With regards to combinatorial loops, how about just calling the option --report-cycles and some description that these can potentially be combinatorial loops?

udif commented 1 month ago

With regards to combinatorial loops, how about just calling the option --report-cycles and some description that these can potentially be combinatorial loops?

But I'm not merely reporting cycles - I'm actively ignoring netlist edges that terminate on a posedge/negedge nodes.

BTW, another feature I would like to implement at a later stage is an improvement to the path reporting mode, that will also report the number of clock edges between the source and destination paths. It would require defining the clock signals, and keeping a table of clock aliases, either those directly connected, or those passing through a clock gating module (you would define the clock gating module name, and the input/output ports). Today I'm running into situations where I have a memory access bus running through several sample stages across my SoC, and having something that counts the total latency would be useful for me.

jameshanlon commented 1 month ago

But I'm not merely reporting cycles - I'm actively ignoring netlist edges that terminate on a posedge/negedge nodes.

Marking sequential edges is a generally useful feature of the tool, since it allows the netlist to be constrained to find combinatorial paths. This is how I implemented a previous similar tool.

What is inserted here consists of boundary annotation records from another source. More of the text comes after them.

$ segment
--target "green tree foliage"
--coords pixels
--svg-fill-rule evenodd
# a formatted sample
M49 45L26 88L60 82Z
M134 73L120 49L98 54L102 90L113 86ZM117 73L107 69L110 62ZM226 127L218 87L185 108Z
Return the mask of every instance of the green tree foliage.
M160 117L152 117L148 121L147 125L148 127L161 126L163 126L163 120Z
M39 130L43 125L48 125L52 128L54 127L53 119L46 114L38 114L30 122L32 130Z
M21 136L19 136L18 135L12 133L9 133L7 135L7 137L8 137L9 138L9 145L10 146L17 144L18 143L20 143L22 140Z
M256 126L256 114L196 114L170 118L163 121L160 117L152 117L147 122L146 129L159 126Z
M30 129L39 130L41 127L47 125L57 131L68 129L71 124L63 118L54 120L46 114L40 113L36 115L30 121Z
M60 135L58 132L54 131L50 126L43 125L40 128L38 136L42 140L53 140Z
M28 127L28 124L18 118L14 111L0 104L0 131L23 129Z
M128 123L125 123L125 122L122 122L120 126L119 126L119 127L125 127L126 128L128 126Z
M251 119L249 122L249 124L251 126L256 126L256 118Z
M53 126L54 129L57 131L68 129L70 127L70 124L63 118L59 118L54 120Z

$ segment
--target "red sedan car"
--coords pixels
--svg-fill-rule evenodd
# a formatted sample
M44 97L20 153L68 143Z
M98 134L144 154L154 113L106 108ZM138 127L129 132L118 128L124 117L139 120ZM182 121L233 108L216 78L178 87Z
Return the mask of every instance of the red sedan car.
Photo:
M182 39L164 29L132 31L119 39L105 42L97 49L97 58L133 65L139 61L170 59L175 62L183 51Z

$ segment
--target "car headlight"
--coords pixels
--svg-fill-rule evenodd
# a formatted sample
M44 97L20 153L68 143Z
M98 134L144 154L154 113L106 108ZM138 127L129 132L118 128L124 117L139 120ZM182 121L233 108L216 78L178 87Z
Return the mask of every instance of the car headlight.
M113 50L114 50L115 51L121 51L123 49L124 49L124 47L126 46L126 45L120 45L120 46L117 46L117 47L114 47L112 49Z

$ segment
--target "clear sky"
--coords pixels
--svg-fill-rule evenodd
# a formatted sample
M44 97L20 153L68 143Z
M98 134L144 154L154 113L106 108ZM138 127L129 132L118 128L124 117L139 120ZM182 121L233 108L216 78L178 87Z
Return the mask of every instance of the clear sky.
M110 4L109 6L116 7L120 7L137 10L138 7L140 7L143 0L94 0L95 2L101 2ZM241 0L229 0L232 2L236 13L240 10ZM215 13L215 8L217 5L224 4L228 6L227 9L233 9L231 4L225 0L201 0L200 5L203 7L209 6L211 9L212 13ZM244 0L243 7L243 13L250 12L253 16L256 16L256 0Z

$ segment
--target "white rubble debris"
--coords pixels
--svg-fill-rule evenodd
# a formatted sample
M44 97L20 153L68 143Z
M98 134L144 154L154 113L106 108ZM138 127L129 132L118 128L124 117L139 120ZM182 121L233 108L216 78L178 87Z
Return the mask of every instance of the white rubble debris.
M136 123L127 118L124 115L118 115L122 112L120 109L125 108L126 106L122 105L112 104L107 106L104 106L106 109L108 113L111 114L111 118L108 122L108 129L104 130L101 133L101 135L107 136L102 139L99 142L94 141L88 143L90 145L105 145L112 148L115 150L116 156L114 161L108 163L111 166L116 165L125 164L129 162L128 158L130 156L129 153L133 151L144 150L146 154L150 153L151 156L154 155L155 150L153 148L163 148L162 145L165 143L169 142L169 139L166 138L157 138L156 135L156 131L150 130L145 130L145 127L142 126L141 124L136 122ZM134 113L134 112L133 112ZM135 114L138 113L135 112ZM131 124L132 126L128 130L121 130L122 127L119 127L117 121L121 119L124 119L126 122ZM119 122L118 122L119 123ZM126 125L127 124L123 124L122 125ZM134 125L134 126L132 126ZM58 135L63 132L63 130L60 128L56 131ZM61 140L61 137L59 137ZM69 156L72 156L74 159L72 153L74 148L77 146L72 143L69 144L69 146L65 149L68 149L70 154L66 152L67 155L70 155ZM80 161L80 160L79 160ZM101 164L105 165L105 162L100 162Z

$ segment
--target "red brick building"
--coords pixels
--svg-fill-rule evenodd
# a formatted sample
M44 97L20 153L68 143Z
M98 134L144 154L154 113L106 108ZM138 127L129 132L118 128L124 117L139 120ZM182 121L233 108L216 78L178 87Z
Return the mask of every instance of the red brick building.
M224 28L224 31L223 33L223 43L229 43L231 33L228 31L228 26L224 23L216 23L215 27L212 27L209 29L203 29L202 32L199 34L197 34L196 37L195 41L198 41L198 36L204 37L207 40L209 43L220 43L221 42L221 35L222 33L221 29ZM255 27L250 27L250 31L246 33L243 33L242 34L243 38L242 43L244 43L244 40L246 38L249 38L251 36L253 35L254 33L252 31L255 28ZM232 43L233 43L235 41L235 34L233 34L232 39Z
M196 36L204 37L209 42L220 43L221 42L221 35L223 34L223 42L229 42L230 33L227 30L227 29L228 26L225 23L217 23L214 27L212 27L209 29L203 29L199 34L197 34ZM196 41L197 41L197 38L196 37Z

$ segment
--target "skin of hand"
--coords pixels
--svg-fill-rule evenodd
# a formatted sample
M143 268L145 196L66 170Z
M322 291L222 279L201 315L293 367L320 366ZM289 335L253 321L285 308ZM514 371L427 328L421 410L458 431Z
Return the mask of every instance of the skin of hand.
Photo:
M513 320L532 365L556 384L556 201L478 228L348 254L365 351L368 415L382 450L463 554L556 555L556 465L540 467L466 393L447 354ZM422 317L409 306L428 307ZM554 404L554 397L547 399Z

BTW, another feature I would like to implement at a later stage is an improvement to the path reporting mode, that will also report the number of clock edges between the source and destination paths.

Nice, that would be useful.

(Btw. I've got no objections to this landing! We can always iron details out later.)

udif commented 1 month ago

This is simple - your example simply triggered a bug.

I've fixed the bug, but I still got 2 issues:

  1. For some tests, the code seems to be stuck in a loop. I need to dig deeper into the algorithm to understand what is the issue. I may dump the test case into a DOT file and run against the original Java code to see if it's a conversion issue or a bug in the original code.
  2. I also have a memory corruption bug that causes my unit tests to fail when I add more than one.

It will take me a few more days to resolve these.

udif commented 1 month ago

It seems the bugfix above (2c57b7d) solved all stability and corruption issues, but when running against the full core_jpeg example I've used before, I ran into #993 .

udif commented 1 month ago

At the moment, My code works great under clang-sanitize, where I've debugged it, but for some reasons fails under gcc-11, where there seems to be a memory corruption causing a segment violation as well as locking up the watch windows on vscode. I'm looking into this.

udif commented 1 month ago

While I've fixed the crashes, it seems there are still other issues (lockups on some examples).

udif commented 1 month ago

While I've fixed the crashes, it seems there are still other issues (lockups on some examples).

False alarm, I was just being impatient and stopped the test after a few seconds. It ended up taking a few more seconds than what I estimated.

Let me know when you think this is ready to land.

@MikePopoloski @jameshanlon I think it is ready from my side.